MA maioria concorda que a ideia de sistemas interoperáveis faz sentido, embora Janka acautele que isso não acaba com o “problema do consumo excessivo”. “Acho que é fundamental ter um nível de padronização nas áreas certas para ajudar a permitir a sustentabilidade do espaço”, diz Shave. Ele diz que o CEO da Astroscale, Nobu Okada, compara a situação atual no espaço com a de ter mais carros nas estradas no início do século XX. “Você não impediu que os carros circulassem na estrada”, diz ele. “Você os administrou melhor.”
Sua empresa ganhou um contrato de £ 1,95 milhão com a Agência Espacial do Reino Unido no mês passado para a próxima etapa de sua missão de limpeza do espaço exterior por meio do projeto de espaçonave de captura inovadora (cósmica), que visa retirar satélites britânicos inativos do espaço usando um braço robótico. Se tudo correr conforme o planejado, espera lançar o Cosmic em 2027-28.
O objetivo da missão de “remoção ativa de detritos” pode fornecer outro caminho para manter as órbitas sustentáveis. “É imperativo que façamos isso”, diz Lewis. “Estamos tendo que lidar com o legado de objetos abandonados ao longo de décadas.”
Com as ameaças à sustentabilidade no espaço, alguns poderão argumentar que deveríamos parar completamente de lançar satélites. Mas, argumenta Lewis, os serviços espaciais são agora “parte da nossa economia”. Em vez disso, ele pergunta: “Como podemos aumentar o nosso uso de forma sustentável?”
A empresa de Janka quer ver a indústria de satélites modelando como diferentes cenários e soluções podem funcionar. Ele também apela a uma melhor regulamentação, acrescentando que, durante o ano passado, a indústria reconheceu isso através de um grupo guarda-chuva, o Associação Global de Operadores de Satéliteconcordando sobre a importância de trabalhar com os reguladores. “Precisamos regulamentar, porque estamos lidando com o que é potencialmente um ‘tragédia dos comuns‘. E, infelizmente, sendo o comportamento humano o que é, não podemos trabalhar partindo do pressuposto de que todos farão a coisa certa”, alerta.

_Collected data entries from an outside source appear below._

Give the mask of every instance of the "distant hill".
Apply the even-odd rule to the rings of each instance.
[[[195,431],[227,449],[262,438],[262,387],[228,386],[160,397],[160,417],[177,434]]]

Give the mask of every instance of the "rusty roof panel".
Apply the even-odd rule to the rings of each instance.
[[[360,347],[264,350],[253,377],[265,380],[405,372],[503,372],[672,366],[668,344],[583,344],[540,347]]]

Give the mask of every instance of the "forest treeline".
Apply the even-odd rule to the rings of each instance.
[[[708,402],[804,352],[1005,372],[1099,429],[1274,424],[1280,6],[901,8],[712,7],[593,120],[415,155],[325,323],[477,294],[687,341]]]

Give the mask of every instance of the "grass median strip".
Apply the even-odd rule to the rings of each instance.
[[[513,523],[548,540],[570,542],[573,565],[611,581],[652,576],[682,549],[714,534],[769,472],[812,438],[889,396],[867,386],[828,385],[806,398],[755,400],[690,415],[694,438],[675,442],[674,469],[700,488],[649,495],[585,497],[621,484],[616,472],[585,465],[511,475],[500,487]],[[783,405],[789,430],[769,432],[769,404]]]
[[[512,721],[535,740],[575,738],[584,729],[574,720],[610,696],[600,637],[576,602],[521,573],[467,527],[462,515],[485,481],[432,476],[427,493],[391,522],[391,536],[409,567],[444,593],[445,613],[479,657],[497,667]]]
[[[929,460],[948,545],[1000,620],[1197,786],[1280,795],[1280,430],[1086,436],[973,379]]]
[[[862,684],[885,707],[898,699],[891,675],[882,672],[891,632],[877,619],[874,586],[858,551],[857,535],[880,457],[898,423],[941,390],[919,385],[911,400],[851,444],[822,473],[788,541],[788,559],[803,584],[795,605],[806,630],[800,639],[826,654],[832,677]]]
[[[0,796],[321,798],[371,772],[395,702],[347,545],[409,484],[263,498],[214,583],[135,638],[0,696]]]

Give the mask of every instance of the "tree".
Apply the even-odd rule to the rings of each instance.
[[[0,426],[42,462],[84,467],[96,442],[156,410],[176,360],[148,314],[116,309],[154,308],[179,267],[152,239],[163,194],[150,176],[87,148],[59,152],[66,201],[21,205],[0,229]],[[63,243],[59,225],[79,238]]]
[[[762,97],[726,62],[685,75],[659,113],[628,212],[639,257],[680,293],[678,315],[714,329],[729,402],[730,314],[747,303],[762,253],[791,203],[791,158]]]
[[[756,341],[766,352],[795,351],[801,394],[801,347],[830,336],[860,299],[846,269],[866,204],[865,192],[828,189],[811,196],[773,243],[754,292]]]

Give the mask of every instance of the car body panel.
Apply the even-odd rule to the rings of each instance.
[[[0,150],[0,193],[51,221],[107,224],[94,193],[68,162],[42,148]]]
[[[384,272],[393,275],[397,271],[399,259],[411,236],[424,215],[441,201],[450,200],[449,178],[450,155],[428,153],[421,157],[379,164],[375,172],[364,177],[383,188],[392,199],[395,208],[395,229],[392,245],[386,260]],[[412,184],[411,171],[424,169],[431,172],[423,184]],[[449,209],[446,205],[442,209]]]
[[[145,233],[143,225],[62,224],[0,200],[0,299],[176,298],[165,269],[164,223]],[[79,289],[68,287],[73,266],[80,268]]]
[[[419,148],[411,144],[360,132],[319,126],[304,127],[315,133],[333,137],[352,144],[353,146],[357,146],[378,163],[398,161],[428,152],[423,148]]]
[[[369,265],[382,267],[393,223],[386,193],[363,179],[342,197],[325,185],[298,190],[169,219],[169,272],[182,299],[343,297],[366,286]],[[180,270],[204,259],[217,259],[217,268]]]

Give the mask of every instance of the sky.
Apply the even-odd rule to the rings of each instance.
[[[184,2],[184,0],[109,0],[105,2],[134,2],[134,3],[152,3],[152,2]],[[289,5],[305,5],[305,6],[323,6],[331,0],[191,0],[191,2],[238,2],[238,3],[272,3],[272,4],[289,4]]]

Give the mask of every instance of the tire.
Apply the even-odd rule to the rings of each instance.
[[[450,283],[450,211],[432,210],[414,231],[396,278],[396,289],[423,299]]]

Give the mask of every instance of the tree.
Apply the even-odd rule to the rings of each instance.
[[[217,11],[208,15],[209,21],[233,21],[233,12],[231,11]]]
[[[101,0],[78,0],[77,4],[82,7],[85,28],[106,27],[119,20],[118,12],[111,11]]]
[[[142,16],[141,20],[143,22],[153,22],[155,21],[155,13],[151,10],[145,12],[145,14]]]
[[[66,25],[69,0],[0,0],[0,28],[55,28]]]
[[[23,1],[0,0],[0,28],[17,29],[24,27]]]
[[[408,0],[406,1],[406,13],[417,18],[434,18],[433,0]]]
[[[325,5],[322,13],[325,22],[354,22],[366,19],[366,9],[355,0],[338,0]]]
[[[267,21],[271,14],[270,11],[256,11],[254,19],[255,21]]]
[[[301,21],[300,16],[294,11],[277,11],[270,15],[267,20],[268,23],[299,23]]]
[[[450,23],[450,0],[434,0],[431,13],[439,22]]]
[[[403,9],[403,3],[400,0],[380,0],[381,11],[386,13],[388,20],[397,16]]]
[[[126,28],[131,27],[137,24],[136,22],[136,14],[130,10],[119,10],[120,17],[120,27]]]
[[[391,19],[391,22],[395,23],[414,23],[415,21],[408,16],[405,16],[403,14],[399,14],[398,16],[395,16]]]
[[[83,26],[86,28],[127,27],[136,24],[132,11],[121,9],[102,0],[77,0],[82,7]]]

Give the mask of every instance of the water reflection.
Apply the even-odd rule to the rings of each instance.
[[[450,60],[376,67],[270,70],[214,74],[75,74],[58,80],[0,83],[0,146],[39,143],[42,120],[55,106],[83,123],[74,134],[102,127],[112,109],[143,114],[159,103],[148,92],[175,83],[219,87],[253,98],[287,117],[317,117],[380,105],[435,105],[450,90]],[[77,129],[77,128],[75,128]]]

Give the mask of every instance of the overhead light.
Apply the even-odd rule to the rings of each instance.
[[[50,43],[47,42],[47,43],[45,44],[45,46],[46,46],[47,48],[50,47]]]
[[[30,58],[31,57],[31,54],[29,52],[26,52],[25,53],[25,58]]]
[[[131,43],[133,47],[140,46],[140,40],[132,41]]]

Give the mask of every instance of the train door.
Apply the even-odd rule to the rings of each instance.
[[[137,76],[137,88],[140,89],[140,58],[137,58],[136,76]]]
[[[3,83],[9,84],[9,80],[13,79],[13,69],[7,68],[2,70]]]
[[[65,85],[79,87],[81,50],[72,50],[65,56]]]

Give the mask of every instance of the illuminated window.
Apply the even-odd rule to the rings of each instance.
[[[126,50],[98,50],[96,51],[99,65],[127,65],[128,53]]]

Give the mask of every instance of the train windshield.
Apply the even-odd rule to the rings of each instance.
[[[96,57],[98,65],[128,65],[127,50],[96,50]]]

Quer se trate de sistemas interoperáveis, soluções tecnológicas ou melhores regras sobre a forma como utilizamos o espaço, a questão de como mantemos as nossas atividades no espaço sustentáveis é para todos. “O que acontece no espaço afeta muito o que acontece no solo”, diz Cheng.
“Não se trata apenas de nós. Trata-se de amanhã… trata-se do próximo século”, diz Lewis, “e de sermos capazes de deixar um legado que permita que outras gerações utilizem o espaço da maneira que estamos aproveitando”.